Scarborough’s authorities reacted vigorously to the epidemic of 1624-6. Eight “overseers”, two from each of the four Quarters, Undercliff, Oldborough, St Mary’s and Newborough, were appointed by the Common Hall “to garde the quarters in the infeccion tyme”. None of the 44 members was exempt from day or night duty. Suspected victims were confined to their homes and fed by the overseers who also collected weekly rates from the healthy. But the number of the infected was too many for the overseers and constables. In June 1626 it was decided to build a pesthouse for the town. The hospital of St Nicholas, in the past a refuge for lepers, was now ruin, so that a new lodge was needed on the edge of the residential borough. Tintinholmes, somewhere between Peasholm beck to the north and castle holmes to the south, already belonged to the Corporation and here a wooden pesthouse, 30 feet long, was constructed. The cost of the new building and the upkeep of its inmates was borne by the 44 in proportion to their status in the Common Hall.

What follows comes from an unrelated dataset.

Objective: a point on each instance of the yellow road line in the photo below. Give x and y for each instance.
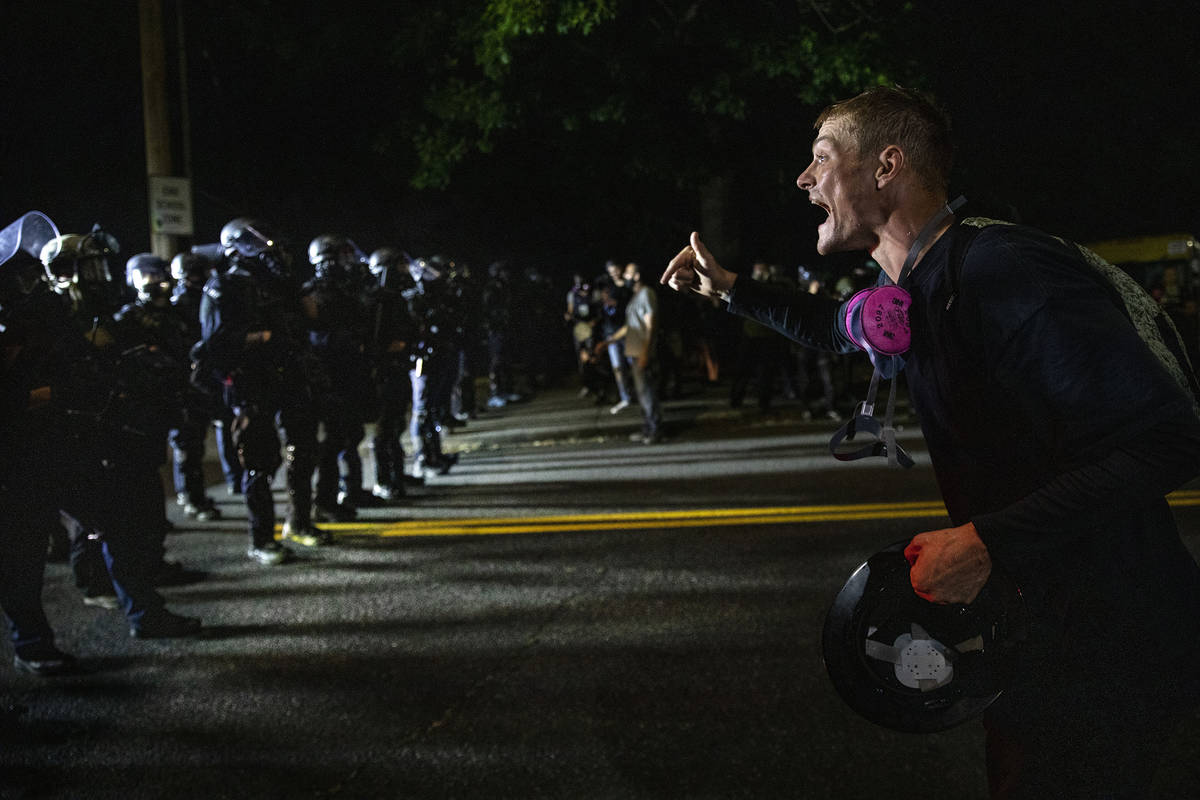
(659, 519)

But the worst was yet to come. Plague returned to Scarborough in 1635, reached a climax in 1636, and faded away only slowly until the spring of 1638. September 1636 was the deadliest month: on one day alone, the 20th, five victims were buried at St Mary’s. In the two years from March 1635 until April 1637, recorded burials (178) exceeded recorded baptisms (170). In the country’s most populous centres, such as London, Bristol and York, plague mortality was highest among the poorest who lived in the shanty suburbs outside the walls. But in Scarborough rich and needy lived side by side and the infection was indiscriminate. Martin Atmar, a former bailiff, lost a baby son; John Rosdale, a master baker, buried two daughters within a fortnight. Once again Scarborough had to be quarantined. According to the incomplete records of the Court of Pleas, between October 1636 and November 1637, 47 ships’ masters took the oath before the bailiffs that their crews and cargoes were entirely free of infection. Once again, special “watchmen” were chosen to serve under the borough’s constables. They too swore oaths that they would keep infected persons in their homes, shops or ships and relieve them “with needfull and necessary wantts for there presentt maintinance with meate & drinck, water or the like”. Whether the pesthouse in Tintinholmes was full of the sick or had been demolished since 1626 is not recorded, but in March 1638 another lodge was ordered to be built “in the holmes”. By September of that year 20 shillings out of the town’s poor fund had been collected “for the lodge people”. During this particular outbreak, it seems that Newcastle and Hull were very badly affected. As late as January 1638 there was a voluntary appeal in Scarborough “for releefe of Hull”.

Finally, during the Civil War, when the town was governed by martial law, there is surviving evidence of a serious epidemic. In June 1645, as Parliament’s army besieged the castle, 547 of its soldiers were paid a shilling a day “for washing the infected houses”; and the following year there is a reference to another pesthouse at Driple Cotes on the south cliff, site of what became the Crown hotel two hundred years later.